新しい記事を「昭和17年(1942)」「昭和18〜20年(1943〜1945)」に1本ずつ追加しました。
昭和17年(1942)
○5月8日は大詔奉戴日で、船では早い夕食の膳におかしら付きで酒が1本ずつ出された。ちょうど食事が終わったとき、サロンのブザーが不気味な音をたて、「敵襲」と叫ぶ声がスピーカーから飛び出した。私は遠くでドーン、ドーンという、腹にこたえるような2発の爆発音を聞いた。咄嗟に敵潜水艦が出たなと思った。急いで船室に戻り、救命胴衣を着けて上甲板にかけあがってみると、九州の山々と五島列島の島影が5月の夕映えの空をバックにはっきりと見え、はるか水平線上に赤々と燃えて炎を吹きあげている大洋丸の姿を見た。デッキの手すりにつかまって船尾を見た。約100mの距離で難を免れたのであった。大洋丸は停船しているらしく、天をこがす炎が次第に近く見えてきた。18000トンの巨船には、シンガポールに向かう3000人ほどの軍関係者が乗っている。軍需物資も積んでいるはずである。吉野丸はジグザグコースで南に向かっていた。大洋丸の燃える火柱が、爆発音とともに一段と大きくなるのを見た。夜の闇が迫り、五島列島沖の暗い海面にただ一つポツリと光る大洋丸の燃える姿が、船尾の遠くにいつまでも見えていた。家に残してきた妻や母や子供は、もし明朝の新聞に「大洋丸沈没」のニュースが出たら、仏壇に燈明をつけて私の写真を飾ると思った。数日後に台湾の高雄に着くと、上陸する人に頼んで、無事航海をつづけていると家族にハガキで知らせた。大洋丸のことは検閲を考え、1行も書かなかった。そして、日本の領海内に敵の潜水艦が現れ襲撃されるようになったこれからの厳しい戦局を思わずにはいられなかった。
(「ニュースカメラマン」 中央公論社 1980 p不明 藤波健彰)
昭和18年(1943)
○昭和18年の暮れ近く、撮影済みのフィルムを持って、私は内地に帰った。南方ボケの私の頭と皮膚は、内地のきびしい冬の寒さに悲鳴をあげた。
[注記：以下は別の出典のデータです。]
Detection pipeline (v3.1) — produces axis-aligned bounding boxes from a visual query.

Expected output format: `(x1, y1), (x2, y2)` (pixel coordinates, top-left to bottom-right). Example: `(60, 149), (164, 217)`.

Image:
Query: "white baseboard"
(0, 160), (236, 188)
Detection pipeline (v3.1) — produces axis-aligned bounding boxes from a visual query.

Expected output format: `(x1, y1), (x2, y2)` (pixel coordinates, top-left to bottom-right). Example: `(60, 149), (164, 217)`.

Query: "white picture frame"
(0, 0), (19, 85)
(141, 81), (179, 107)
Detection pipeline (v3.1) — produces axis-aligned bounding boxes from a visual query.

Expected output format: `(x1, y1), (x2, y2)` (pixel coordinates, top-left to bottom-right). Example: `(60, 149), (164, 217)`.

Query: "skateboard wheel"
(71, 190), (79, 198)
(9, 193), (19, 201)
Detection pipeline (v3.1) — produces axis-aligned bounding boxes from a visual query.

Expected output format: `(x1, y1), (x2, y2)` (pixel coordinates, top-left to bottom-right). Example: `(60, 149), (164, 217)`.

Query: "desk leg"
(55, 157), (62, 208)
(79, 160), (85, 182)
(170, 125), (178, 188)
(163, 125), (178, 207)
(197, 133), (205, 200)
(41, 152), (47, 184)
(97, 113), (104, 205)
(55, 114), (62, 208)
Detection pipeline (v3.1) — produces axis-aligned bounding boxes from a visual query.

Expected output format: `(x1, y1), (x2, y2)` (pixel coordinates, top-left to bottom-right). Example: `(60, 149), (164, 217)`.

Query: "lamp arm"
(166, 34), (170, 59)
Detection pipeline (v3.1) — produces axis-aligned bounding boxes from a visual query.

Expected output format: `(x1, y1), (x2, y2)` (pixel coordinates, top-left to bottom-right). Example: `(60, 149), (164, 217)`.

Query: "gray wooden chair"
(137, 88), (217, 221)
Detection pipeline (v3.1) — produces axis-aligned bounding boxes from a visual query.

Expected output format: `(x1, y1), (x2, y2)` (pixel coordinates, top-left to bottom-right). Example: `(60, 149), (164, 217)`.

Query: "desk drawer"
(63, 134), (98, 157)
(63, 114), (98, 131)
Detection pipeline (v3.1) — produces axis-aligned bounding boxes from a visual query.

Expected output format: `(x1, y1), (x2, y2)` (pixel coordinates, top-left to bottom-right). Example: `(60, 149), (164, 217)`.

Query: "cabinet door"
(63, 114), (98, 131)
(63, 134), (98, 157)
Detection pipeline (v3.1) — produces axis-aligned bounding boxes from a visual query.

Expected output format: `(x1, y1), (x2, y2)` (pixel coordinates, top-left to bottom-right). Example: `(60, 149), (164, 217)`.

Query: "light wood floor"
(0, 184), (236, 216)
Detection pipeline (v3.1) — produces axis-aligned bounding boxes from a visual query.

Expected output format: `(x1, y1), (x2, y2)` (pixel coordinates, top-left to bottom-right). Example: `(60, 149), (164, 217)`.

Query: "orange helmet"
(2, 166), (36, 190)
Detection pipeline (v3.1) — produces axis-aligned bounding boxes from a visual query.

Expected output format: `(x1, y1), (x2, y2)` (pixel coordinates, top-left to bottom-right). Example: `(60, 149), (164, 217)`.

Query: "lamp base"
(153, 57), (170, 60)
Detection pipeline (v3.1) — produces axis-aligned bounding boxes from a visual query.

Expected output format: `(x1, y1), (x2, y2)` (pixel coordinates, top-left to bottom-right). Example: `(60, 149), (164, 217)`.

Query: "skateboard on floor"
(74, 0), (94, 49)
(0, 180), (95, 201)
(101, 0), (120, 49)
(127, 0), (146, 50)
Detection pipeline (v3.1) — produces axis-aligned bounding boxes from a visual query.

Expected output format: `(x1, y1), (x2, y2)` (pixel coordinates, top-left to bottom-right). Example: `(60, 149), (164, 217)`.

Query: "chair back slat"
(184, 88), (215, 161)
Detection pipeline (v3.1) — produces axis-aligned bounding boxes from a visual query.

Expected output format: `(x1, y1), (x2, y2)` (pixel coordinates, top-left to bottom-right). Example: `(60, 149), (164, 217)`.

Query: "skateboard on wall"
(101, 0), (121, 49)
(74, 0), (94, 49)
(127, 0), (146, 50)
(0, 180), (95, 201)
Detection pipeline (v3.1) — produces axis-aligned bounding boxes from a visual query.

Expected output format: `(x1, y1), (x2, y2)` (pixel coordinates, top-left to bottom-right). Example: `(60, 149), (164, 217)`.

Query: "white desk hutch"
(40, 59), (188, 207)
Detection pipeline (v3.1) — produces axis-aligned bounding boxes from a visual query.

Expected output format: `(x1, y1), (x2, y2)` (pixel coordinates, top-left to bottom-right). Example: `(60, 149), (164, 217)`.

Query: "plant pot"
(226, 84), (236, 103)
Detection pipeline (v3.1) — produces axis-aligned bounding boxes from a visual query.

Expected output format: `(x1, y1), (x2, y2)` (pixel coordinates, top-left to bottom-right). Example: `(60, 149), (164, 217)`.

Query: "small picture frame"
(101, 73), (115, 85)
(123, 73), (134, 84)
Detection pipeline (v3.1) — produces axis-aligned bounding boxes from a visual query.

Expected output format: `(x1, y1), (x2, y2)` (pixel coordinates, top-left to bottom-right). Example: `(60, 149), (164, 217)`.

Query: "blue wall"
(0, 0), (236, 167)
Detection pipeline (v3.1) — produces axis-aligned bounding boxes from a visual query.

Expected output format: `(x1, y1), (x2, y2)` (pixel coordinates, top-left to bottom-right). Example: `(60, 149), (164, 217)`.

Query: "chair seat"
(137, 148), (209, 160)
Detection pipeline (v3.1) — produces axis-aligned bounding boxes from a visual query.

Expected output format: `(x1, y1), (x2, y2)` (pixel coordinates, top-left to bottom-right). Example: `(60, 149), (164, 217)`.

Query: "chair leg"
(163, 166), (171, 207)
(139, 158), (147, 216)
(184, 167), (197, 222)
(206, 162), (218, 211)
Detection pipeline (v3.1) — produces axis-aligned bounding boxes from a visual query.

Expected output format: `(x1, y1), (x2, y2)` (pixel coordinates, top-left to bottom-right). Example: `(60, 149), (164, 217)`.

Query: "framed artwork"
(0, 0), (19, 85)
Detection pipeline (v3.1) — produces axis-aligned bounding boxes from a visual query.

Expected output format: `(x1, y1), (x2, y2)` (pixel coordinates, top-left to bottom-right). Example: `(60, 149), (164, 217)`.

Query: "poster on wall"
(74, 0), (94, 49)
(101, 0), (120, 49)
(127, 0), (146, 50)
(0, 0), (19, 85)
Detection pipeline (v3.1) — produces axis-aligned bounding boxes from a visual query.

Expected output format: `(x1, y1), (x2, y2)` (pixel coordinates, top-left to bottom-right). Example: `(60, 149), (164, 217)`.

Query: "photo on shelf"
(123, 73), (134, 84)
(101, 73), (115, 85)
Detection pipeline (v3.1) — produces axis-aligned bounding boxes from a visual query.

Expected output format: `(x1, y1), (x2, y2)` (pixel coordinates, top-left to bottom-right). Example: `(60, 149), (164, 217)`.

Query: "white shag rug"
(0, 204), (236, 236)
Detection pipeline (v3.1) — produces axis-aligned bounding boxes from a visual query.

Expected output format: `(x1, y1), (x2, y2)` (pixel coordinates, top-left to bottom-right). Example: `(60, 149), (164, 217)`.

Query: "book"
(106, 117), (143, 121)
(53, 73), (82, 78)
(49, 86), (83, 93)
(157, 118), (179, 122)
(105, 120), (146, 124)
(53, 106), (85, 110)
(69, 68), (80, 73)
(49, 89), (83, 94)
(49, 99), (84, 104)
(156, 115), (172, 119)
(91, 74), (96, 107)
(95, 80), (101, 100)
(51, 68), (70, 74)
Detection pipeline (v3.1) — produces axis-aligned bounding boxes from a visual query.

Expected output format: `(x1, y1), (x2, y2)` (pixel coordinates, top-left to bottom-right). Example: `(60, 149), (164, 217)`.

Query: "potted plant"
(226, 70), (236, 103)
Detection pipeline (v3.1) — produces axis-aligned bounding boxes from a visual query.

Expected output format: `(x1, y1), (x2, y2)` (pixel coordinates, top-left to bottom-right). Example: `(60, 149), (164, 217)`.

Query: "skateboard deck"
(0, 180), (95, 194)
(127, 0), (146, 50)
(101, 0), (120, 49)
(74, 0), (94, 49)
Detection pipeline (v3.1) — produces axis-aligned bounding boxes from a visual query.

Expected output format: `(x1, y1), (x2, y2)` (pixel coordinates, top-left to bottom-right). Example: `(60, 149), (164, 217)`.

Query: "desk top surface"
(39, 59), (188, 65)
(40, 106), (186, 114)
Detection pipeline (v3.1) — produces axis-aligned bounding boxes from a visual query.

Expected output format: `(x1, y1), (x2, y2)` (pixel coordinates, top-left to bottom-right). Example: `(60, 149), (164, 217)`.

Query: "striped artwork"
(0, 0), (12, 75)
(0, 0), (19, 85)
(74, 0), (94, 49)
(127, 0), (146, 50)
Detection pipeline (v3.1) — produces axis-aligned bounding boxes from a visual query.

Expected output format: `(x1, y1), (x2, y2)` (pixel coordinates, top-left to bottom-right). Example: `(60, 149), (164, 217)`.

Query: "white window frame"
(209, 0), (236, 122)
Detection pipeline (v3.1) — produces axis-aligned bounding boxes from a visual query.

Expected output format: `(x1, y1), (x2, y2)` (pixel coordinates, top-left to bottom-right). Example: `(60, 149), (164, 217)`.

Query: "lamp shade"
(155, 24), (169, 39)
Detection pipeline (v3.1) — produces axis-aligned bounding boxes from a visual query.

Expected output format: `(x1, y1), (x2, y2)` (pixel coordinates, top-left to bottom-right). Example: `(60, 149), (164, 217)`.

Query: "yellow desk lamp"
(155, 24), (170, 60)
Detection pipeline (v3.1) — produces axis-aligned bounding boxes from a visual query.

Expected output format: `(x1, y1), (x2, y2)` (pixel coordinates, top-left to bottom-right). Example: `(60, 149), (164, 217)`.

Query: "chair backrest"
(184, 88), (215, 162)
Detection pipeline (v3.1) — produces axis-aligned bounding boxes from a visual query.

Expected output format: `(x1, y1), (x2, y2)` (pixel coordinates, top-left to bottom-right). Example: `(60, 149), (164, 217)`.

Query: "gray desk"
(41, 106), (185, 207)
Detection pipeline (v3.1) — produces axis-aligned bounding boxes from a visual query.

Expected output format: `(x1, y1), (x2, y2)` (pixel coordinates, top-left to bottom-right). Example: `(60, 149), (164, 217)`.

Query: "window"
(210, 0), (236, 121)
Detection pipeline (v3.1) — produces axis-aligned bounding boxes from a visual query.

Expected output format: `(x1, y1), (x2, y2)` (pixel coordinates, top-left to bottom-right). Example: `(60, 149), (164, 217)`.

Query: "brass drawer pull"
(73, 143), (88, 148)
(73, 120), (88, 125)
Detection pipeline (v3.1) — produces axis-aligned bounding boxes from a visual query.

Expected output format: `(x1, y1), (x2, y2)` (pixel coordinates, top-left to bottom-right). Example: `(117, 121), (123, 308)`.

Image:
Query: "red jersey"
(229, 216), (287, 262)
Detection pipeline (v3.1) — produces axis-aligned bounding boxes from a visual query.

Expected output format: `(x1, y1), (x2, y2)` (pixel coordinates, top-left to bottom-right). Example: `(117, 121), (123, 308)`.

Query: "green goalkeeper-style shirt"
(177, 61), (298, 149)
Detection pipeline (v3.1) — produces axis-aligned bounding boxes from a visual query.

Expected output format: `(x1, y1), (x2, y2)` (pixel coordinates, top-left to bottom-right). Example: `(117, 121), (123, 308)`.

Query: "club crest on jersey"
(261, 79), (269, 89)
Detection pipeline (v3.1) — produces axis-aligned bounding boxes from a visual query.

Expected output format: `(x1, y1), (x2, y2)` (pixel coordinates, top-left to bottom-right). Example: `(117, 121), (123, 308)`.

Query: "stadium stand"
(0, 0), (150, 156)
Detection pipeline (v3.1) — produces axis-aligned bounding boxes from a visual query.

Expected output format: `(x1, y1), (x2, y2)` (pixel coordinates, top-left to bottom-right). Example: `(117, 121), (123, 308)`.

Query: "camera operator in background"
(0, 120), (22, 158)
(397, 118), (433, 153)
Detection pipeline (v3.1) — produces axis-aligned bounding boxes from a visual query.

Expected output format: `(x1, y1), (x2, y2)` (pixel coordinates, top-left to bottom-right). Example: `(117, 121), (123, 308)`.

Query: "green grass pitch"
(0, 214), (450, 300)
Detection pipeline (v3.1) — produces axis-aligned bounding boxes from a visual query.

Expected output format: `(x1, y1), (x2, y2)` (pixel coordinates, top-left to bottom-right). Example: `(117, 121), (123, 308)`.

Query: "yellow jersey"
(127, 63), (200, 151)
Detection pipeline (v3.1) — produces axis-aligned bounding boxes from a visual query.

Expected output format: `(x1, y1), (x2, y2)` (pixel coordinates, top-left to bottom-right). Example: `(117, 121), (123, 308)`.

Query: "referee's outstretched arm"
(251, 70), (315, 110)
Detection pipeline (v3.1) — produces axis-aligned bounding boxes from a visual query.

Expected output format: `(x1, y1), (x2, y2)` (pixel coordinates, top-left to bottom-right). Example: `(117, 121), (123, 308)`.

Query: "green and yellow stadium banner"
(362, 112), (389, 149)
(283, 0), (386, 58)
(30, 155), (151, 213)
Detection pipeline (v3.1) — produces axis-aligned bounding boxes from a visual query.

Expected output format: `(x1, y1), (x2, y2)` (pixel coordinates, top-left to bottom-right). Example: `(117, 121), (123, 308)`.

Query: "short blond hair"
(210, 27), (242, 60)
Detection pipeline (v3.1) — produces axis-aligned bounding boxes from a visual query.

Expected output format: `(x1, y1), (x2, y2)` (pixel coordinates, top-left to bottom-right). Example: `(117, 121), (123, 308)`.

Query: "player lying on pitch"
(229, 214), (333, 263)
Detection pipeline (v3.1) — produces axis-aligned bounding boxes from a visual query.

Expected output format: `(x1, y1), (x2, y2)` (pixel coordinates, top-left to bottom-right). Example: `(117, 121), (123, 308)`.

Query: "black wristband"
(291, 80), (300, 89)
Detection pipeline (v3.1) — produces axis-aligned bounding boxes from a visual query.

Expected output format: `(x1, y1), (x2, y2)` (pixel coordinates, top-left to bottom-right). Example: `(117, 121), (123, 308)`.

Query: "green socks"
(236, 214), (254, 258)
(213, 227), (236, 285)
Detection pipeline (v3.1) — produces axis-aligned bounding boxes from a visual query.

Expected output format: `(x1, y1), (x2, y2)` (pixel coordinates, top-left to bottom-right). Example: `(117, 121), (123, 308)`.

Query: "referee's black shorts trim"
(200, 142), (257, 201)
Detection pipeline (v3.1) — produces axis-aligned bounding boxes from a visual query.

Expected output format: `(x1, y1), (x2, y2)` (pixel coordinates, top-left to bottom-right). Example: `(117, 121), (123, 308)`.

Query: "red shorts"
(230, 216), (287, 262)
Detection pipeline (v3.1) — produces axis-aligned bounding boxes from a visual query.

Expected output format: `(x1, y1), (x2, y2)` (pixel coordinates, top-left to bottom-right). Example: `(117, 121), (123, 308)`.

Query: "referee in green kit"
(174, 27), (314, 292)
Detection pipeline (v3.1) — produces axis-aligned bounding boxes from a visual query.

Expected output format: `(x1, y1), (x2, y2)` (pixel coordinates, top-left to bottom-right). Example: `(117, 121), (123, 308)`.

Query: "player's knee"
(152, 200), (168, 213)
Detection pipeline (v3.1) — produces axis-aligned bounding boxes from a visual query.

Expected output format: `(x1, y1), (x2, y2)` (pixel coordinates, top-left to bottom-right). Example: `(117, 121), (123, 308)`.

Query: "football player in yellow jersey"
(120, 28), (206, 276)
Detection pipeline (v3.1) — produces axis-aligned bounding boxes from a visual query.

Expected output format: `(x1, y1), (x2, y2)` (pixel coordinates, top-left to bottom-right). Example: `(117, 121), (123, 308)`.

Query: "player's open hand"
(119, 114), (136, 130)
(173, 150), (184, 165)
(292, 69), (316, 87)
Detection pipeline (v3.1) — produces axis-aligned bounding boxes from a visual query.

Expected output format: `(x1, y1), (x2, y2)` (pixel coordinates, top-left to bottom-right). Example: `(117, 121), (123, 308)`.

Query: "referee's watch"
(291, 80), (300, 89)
2年ぶりの対面で、家内が口にした最初のことばは、内地出発直後、五島列島沖で起こった大洋丸撃沈事件のことであった。家内は私が大洋丸に私が乗り込んでいるものと思い込んでいたので、「詳報がくるまで仏壇にあなたの写真を飾り、毎日朝夕お経をあげていましたよ。顔を見るまでは本当に後家さんになったのじゃないかと思っていました」といった。戦時下の家庭に、こんな話はどこにでもあったことだろう。